Washington Post / Editorial
THE UNITED Nations is not the place it used to be. Until quite recently, U.N. officials never criticized a member government; now they rightly declare that leaders who commit war crimes should be held accountable. Not so long ago, the U.N. churned out studies on the evils of transnational firms; but recently Secretary General Kofi Annan met representatives from 50 of those demons. When critics of globalization complained that the U.N. was selling out to the ideology of free trade, one of Mr. Annan's lieutenants responded with unbureaucratic vigor: "Open markets offer the only remotely viable means of pulling billions of people out of the abject poverty in which they find themselves."

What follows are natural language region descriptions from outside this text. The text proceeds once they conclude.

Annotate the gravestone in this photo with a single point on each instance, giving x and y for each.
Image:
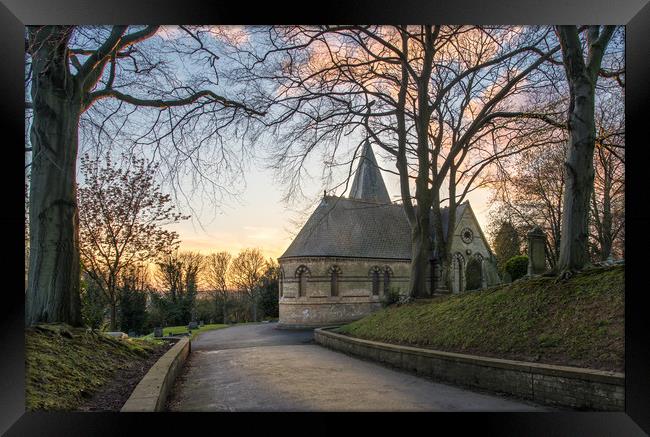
(536, 251)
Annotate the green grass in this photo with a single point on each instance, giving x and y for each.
(175, 330)
(576, 323)
(65, 366)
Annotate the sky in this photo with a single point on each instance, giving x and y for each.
(259, 218)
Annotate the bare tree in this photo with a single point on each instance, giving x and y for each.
(607, 204)
(425, 94)
(217, 266)
(97, 77)
(121, 214)
(246, 270)
(582, 72)
(530, 194)
(178, 275)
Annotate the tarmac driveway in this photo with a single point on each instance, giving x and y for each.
(257, 367)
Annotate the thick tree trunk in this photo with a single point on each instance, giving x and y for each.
(579, 178)
(53, 283)
(420, 258)
(113, 316)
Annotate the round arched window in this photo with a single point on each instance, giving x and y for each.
(467, 235)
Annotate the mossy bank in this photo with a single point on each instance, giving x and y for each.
(578, 323)
(65, 366)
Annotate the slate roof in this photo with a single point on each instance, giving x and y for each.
(368, 183)
(343, 227)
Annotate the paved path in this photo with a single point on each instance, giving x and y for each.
(260, 368)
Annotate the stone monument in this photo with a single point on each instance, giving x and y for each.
(536, 251)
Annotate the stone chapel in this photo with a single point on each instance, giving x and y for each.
(353, 249)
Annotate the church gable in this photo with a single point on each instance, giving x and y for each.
(468, 237)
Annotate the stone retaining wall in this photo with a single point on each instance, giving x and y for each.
(572, 387)
(151, 392)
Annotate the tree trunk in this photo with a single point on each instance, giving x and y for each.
(420, 259)
(579, 177)
(53, 284)
(113, 316)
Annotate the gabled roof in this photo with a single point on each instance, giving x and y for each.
(368, 184)
(342, 227)
(353, 228)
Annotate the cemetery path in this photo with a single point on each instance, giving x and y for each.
(257, 367)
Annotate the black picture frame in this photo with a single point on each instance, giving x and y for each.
(635, 14)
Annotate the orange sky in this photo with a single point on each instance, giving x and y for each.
(259, 218)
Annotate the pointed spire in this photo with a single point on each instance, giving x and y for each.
(368, 183)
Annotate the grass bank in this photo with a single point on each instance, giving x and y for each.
(576, 323)
(65, 366)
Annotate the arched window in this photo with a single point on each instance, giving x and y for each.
(458, 284)
(301, 273)
(388, 272)
(335, 273)
(374, 275)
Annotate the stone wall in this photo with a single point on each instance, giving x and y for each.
(577, 388)
(316, 306)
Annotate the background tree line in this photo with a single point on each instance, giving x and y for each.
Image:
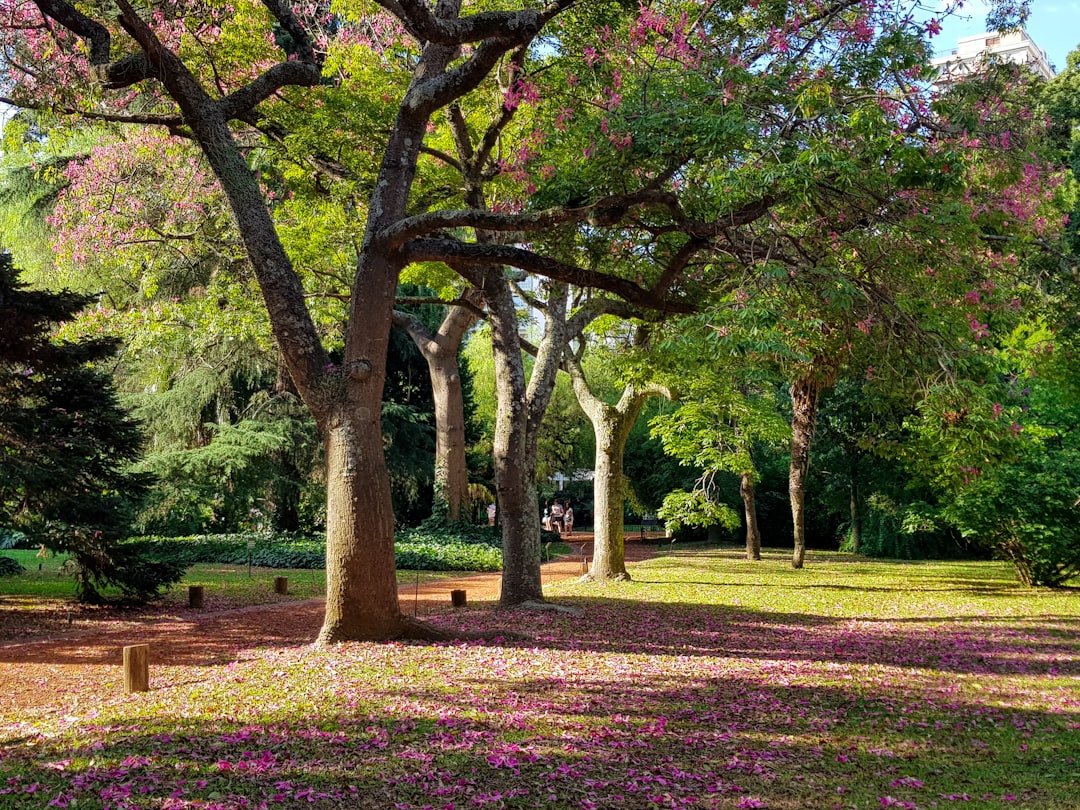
(630, 202)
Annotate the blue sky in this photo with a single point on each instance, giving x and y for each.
(1054, 26)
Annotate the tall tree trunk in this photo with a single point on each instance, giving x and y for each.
(611, 426)
(856, 512)
(441, 352)
(747, 489)
(805, 393)
(609, 495)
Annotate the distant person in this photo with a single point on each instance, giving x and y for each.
(556, 516)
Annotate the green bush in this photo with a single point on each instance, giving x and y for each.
(13, 539)
(417, 549)
(10, 567)
(1027, 514)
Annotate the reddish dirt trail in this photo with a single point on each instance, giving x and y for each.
(76, 670)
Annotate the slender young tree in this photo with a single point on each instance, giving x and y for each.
(611, 426)
(688, 124)
(67, 445)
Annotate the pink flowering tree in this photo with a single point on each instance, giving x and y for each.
(658, 136)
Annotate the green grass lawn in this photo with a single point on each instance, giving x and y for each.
(709, 682)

That is exactly right; but it is also worth listening to the other half of the U.N.'s message on globalization. Mr. Annan and his team argue that, just as the globalization of a century ago collapsed into two world wars, so the current globalizing trend may not advance forever. For all its growth-enhancing efficiency, globalization coexists with inequalities that threaten its legitimacy: Nearly three billion people--half of all humanity--subsist on $2 or less a day, and the growth of international rules on trade, intellectual property, and so on are not matched by rules on labor standards or other social objectives. The backlash against globalization, the U.N. argues, will gather force until its harsher side is softened.

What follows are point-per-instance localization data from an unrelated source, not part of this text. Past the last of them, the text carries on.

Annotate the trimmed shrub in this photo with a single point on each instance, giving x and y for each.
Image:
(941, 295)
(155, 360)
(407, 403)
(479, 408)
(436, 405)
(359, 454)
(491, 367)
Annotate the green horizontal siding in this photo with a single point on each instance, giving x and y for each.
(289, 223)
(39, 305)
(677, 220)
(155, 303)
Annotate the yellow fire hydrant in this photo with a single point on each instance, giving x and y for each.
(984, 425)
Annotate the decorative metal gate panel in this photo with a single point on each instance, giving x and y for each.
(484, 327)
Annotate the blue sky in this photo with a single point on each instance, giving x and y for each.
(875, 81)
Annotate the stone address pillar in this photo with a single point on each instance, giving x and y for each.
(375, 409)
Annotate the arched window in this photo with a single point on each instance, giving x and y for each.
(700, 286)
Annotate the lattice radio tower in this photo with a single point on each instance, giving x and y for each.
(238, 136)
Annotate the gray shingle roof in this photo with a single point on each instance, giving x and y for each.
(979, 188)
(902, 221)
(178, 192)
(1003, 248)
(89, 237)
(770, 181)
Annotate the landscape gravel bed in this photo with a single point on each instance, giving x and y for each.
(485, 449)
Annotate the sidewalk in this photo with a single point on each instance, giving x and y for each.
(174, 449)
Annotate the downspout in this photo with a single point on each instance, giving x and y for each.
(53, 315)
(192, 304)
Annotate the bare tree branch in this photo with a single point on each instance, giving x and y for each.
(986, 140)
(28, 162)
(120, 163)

The U.N.'s proposed softener is something called the Global Compact, which was launched at the meeting with corporate executives. The idea is to get companies to sign on voluntarily to a set of principles drawn from the Universal Declaration of Human Rights, the International Labor Organization's charter and the Rio Principles on the environment. At least once a year, the participants are supposed to announce progress toward implementation of those principles. They also are expected to help realize the U.N.'s development goals, such as spreading Internet access in poor countries.

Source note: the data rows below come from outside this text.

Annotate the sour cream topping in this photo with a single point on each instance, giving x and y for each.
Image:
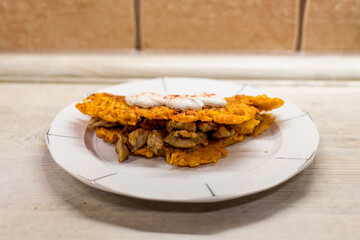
(181, 102)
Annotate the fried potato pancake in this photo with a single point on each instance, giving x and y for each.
(145, 131)
(239, 109)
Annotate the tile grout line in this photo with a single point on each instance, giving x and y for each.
(137, 25)
(302, 7)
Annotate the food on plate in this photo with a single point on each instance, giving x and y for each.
(187, 130)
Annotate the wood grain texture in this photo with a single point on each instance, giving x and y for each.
(65, 25)
(219, 24)
(332, 26)
(39, 200)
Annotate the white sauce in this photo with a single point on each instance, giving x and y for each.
(194, 102)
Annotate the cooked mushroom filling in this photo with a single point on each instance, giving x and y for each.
(157, 135)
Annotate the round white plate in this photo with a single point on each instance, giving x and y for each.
(253, 165)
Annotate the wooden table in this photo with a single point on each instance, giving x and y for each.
(39, 200)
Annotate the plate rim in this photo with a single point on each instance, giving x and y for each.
(211, 198)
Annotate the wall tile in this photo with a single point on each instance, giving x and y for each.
(219, 24)
(332, 26)
(66, 24)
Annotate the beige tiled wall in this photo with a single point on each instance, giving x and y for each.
(219, 24)
(332, 26)
(66, 24)
(241, 25)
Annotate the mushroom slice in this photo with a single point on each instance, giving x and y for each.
(189, 126)
(138, 138)
(155, 142)
(179, 142)
(223, 131)
(121, 149)
(206, 126)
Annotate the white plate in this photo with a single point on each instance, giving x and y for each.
(253, 165)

You can quibble with this agenda. Strict international labor standards are a utopian idea; on the other hand, woolly ones give corporations cheap halos. But the idea of partnering with the private sector beats merely denouncing it. The good news is that some nongovernmental organizations seem to understand this too: Amnesty International, the World Wildlife Fund and the International Confederation of Free Trade Unions attended the meeting and will help to monitor the corporations' self-improvement efforts. In Seattle last year, business and nongovernmental groups were at each others' throats. The U.N. deserves credit for working to change that.